Сон моментально слетел! Марина вскрикнула, резко оттолкнула пришельца. Вскочила, бестолково моргая. Боже, что это?! Кто?! – Перед ней с расстёгнутой ширинкой грозной махиной восстоял босой и голый до портков Сидор. По бычьей шее густо стекал пот.
– Ну што… не поймёшь… што?.. – бессвязно просипел он, придерживая кальсоны. – Расплатиться бы надо, – деда била лихорадка. – А то я смотрю: ты го-ордая такая!.. на старика и смотреть… не хочешь…
– За… ч-что… расплачиваться?.. – Белая как стена Мариша торопливо перебирала пуговички кофты, не попадая в петли.
– А, поди, сама не знаешь?.. – Дядька ухмыльнулся и неожиданно крепко обхватил Марину, алчно ловя её губы. – Чай… нне дар-ром… у мменя… околачиваешься… с огрызком-то своим… – Он резко швырнул женщину на койку и жарким холодцом навалился на неё. Женщина охнула. Койка надсадно заскрипела. Огромной пятернёй мужик стиснул хрупкие ладони, другой стал отчаянно раздирать плотную юбку.
– Вы что? – глухо завопила под стариком Марина, – в-вы что-о!
Она билась под липкой тушей, выплёвывая горькие пучки волос, которые дремуче клубились из деда и лезли в рот, застилали глаза. Младенец, проснувшись, взвизгнул, залился плачем. Постанывая, дед неистово кусал гнилыми обломками молодое тело, слюнявил налитые груди, ухватывал молочные соски толстыми губами: «Ох-х… пог-годи-и… Н-не верти-ись…»
Задыхаясь, Марина впилась зубами в старикову поросль. Тот взъярился:
– Так-то… ты… ммм… благодаришь-шь… та-ак?..
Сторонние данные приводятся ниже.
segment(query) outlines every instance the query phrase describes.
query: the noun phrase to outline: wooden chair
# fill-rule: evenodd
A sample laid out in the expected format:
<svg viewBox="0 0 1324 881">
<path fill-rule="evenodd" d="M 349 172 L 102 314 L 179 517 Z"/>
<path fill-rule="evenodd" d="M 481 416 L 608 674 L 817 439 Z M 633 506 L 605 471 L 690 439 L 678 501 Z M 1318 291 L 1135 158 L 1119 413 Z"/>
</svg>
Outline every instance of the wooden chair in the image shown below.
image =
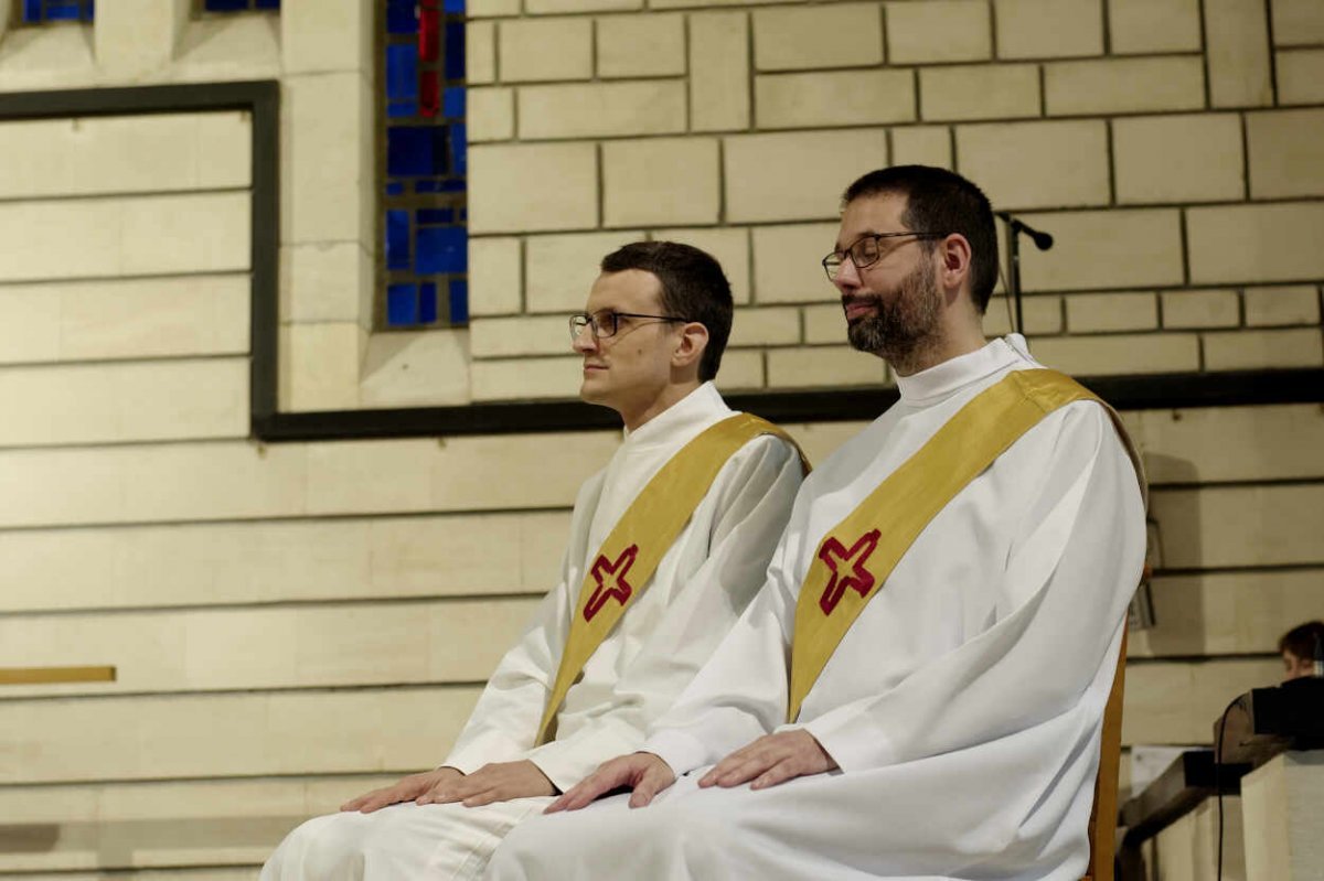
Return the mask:
<svg viewBox="0 0 1324 881">
<path fill-rule="evenodd" d="M 1090 870 L 1082 881 L 1112 881 L 1112 860 L 1117 847 L 1117 771 L 1121 765 L 1121 694 L 1127 691 L 1127 630 L 1121 631 L 1117 673 L 1112 679 L 1108 704 L 1103 709 L 1103 737 L 1099 741 L 1099 776 L 1094 780 L 1094 810 L 1090 812 Z"/>
</svg>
– Отпу-ус-сти-и! Жжи-ивотное…
– Н-не хочешь-шь сам-ма… твою мать… – злобно шипел Сидор, – погод-ди… я… с тоб-бой… щ-щас…
Собрав последнюю силу, Марина изловчилась и отчаянно лягнула насильника в пах. Тот взвился, осел на пол, замотал всклокоченной головой: «а-а… с-сука, да я ж тебя щас… ммм… в порошок…» Искусанная и растрёпанная Марина схватила орущего ребёнка. Откинула щеколду и, не помня себя, натыкаясь в темноте на тазы и вёдра, с грохотом выскочила на крыльцо.